- Filename extension: .jhtml
- Internet media type: java-internal/java-html
- Developed by: Art Technology Group (ATG) (Oracle from 2011)

= JHTML =

JHTML stands for Java within HTML. This is a page authoring system developed at Art Technology Group (ATG). Files with a ".jhtml" filename extension contain standard HTML tags in addition to proprietary tags that reference Java objects running on a special server set up to handle requests for pages of this sort.

== Overview ==
When a request is made for a JHTML page, e.g. "index.jhtml", the request for this page is forwarded from the HTTP server to another system running a Java application server. The JHTML page is compiled first into a .java file and then into a Java .class file. The application server runs the code in the .class file as a servlet whose sole function is to emit a stream of standard HTTP and HTML data back to the HTTP server and on back to the client software (the web browser, usually) that originally requested the document. The principal benefit of this system is that it allows logic running in Java on the application server to generate the HTML dynamically. Often a database is queried to accumulate the specific data needed in the page.

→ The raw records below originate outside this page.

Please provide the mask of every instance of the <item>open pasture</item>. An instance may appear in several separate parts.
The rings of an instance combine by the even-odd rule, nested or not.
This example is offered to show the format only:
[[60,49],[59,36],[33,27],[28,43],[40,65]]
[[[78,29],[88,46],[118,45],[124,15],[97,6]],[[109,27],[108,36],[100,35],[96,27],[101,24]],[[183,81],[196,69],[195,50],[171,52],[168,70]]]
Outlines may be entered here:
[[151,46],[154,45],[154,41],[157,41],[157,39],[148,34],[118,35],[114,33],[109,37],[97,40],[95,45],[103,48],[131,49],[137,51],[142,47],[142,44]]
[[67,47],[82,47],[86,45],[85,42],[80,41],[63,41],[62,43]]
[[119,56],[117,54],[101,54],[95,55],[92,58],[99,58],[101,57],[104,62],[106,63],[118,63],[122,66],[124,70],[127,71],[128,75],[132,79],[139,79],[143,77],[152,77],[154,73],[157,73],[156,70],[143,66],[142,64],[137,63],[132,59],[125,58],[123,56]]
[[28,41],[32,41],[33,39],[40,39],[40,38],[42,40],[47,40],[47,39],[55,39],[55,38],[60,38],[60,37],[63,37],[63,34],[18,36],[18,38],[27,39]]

The system is derived from earlier forms of CGI programming that allow a program running on a web server to generate HTML dynamically. With JHTML, you can author standard HTML and just insert a few extra tags that represent the pieces of the HTML page data that Java should be used to create. JHTML is a proprietary technology of ATG. Sun Microsystems licensed parts of this technology and developed the JSP system from the ATG page compilation system.